Telefon z nieznanego numeru ws. koronawirusa; mogą dzwonić “contact tracers”
- 07/31/2020 12:15 AM
Śledzenie kontaktów osób zakażonych, podobnie jak i testowanie na koronawirusa, traktowane jest priorytetowo w walce z pandemią w Illinois. Bez współpracy mieszkańców wykonanie tych założeń będzie trudne. Do pracy ruszyły osoby przeszkolone do śledzenia kontaktów zakażonych koronawirusem zatrudnione przez stan. Ich głównym narzędziem jest telefon.
Jeżeli otrzymamy telefon z nieznanego numeru, warto go tym razem odebrać, bo to może być ktoś zajmujący się śledzeniem kontaktów zakażonych koronawirusem zatrudniony przez stan. Tzw. contact tracers mogą poinformować nas o tym, że w naszym otoczeniu jest osoba chora na COVID-19.

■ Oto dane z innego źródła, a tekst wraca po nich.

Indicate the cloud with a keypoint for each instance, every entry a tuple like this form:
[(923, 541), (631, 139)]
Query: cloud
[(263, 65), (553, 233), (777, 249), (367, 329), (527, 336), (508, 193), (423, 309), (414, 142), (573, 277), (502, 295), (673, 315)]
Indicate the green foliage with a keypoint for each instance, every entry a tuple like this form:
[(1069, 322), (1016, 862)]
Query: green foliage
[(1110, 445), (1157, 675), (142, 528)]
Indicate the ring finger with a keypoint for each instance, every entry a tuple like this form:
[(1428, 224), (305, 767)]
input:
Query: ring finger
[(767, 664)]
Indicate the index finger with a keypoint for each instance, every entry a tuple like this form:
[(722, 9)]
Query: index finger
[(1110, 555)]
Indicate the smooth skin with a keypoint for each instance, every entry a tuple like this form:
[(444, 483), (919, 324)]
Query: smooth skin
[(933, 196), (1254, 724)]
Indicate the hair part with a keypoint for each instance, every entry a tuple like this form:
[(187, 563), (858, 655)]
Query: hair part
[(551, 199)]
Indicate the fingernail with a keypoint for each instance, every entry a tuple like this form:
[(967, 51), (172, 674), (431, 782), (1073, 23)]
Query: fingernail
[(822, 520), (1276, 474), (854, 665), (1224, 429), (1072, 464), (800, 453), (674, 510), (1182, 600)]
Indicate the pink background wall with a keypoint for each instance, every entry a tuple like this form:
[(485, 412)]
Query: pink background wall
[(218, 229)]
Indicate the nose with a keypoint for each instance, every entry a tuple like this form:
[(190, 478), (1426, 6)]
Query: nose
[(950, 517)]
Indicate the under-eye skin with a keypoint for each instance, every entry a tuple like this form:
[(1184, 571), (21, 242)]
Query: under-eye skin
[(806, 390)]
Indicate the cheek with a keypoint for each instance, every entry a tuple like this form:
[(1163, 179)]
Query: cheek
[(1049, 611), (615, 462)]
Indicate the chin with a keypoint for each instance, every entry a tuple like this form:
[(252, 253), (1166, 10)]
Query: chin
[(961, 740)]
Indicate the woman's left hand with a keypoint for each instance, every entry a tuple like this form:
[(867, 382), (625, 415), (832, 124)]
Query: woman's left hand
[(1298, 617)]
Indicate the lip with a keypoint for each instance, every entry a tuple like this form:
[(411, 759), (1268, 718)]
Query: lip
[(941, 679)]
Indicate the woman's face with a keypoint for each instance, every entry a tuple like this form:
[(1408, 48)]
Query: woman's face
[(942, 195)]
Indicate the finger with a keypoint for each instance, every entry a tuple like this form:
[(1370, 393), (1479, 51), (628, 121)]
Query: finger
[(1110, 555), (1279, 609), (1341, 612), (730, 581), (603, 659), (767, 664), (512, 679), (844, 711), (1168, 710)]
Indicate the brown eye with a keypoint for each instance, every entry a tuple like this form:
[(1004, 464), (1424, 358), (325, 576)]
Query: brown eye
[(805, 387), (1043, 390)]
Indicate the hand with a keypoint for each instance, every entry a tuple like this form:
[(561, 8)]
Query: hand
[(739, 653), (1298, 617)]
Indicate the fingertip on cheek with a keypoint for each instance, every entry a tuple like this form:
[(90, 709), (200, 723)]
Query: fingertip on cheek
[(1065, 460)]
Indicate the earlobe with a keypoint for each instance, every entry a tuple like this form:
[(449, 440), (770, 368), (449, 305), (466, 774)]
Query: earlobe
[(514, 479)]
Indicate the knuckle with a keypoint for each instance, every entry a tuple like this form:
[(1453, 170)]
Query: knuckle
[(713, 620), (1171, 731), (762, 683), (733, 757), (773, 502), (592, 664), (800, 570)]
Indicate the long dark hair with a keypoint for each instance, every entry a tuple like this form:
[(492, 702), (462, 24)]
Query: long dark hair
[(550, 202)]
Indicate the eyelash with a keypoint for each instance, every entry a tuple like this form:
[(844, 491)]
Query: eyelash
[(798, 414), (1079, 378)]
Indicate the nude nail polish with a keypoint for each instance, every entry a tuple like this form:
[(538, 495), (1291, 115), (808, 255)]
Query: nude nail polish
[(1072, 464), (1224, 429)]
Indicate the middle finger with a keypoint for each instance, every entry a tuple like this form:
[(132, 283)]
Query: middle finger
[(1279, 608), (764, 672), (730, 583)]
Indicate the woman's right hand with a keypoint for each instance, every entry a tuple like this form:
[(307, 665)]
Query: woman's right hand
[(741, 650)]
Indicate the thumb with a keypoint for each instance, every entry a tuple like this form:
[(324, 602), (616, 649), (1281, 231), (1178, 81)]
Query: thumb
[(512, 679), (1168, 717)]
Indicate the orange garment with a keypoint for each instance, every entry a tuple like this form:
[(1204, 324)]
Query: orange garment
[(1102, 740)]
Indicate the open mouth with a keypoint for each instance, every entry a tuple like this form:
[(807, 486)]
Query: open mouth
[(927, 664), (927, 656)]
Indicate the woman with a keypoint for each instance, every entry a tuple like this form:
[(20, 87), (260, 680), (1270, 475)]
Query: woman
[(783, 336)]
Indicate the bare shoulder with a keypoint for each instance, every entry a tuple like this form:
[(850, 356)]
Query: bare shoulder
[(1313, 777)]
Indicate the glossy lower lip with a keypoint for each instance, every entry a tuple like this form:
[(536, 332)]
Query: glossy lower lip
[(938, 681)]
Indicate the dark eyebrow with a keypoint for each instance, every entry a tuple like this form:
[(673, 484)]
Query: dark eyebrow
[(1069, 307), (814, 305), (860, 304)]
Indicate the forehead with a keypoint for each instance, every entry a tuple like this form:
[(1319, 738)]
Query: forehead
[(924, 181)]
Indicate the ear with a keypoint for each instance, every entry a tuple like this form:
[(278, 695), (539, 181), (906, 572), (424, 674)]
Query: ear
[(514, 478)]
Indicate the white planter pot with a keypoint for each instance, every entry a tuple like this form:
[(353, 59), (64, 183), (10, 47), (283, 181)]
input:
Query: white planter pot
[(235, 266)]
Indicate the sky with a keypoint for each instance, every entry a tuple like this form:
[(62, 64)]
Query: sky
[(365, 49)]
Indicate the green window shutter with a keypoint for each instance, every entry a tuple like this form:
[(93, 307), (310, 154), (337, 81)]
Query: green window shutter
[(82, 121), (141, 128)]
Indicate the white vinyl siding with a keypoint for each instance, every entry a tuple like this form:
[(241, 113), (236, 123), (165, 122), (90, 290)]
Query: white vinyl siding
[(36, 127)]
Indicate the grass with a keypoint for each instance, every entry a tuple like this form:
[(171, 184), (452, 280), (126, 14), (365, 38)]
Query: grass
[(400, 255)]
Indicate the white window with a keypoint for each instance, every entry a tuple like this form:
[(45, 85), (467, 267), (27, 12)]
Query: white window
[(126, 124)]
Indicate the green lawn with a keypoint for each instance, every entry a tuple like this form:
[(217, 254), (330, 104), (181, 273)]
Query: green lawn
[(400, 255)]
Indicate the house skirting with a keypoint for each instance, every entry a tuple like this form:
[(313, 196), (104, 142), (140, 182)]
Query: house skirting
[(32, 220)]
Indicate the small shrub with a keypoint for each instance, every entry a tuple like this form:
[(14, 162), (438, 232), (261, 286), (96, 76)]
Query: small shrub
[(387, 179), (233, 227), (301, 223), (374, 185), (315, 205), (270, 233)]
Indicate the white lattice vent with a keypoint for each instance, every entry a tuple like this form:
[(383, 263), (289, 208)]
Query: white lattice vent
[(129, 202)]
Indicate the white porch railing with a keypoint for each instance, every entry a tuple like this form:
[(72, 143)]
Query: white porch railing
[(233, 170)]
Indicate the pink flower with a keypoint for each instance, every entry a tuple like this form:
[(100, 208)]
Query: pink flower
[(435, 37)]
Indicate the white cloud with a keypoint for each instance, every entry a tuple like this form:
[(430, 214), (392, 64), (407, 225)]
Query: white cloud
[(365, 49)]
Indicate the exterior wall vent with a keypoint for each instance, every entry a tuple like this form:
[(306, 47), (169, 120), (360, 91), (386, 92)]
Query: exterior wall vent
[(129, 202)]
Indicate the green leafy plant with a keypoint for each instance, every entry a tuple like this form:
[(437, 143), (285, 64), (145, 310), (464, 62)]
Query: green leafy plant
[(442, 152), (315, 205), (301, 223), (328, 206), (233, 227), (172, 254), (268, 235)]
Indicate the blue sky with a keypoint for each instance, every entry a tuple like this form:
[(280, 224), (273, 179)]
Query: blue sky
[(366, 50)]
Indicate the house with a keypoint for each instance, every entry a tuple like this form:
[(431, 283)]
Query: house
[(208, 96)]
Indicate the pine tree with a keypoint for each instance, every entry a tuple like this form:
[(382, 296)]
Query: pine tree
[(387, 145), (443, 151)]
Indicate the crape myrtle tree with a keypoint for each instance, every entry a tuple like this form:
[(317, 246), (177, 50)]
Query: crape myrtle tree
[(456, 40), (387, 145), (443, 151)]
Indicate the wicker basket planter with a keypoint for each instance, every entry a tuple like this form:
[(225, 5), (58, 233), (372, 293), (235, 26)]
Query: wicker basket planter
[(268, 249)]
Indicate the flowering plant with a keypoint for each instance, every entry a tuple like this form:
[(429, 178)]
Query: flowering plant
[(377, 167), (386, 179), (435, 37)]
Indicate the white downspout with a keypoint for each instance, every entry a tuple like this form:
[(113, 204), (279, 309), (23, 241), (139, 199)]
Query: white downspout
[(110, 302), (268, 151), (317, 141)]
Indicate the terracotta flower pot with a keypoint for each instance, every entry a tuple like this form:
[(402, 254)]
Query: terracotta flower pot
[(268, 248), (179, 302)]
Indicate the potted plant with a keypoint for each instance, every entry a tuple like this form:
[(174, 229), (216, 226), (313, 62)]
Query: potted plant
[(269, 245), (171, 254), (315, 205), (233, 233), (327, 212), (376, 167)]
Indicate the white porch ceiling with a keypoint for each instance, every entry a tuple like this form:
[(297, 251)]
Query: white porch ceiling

,,Osoby zajmujące się śledzenie kontaktów zakażonych (contact tracers) nie mogą zostawić wam wiele informacji nagrywając wiadomość (voicemail), dlatego ważne jest odebranie połączenia” – apelował podczas poniedziałkowej konferencji prasowej gubernator J.B. Pritzker.
Osoba dzwoniąca w tej sprawie poda nam zalecenia dotyczące przeprowadzenia testów na koronawirusa, kwarantanny oraz tego, co zrobić, jeśli zachorujemy. Śledzący kontakty wykonują także telefony i wysyłają wiadomości tekstowe do osób zakażonych, które muszą pozostawać w samoizolacji, aby nie zakażać innych.
Stan traktuje śledzenie kontaktów chorych na COVID-19 jako ważne narzędzie kontrolowania koronawirusa. Pracownicy śledzący kontakty (tzw. contact tracers) to osoby przeszkolone w zakresie identyfikacji osób zagrożonych chorobami zakaźnymi ze względu na ich kontakt z osobą zarażoną patogenem.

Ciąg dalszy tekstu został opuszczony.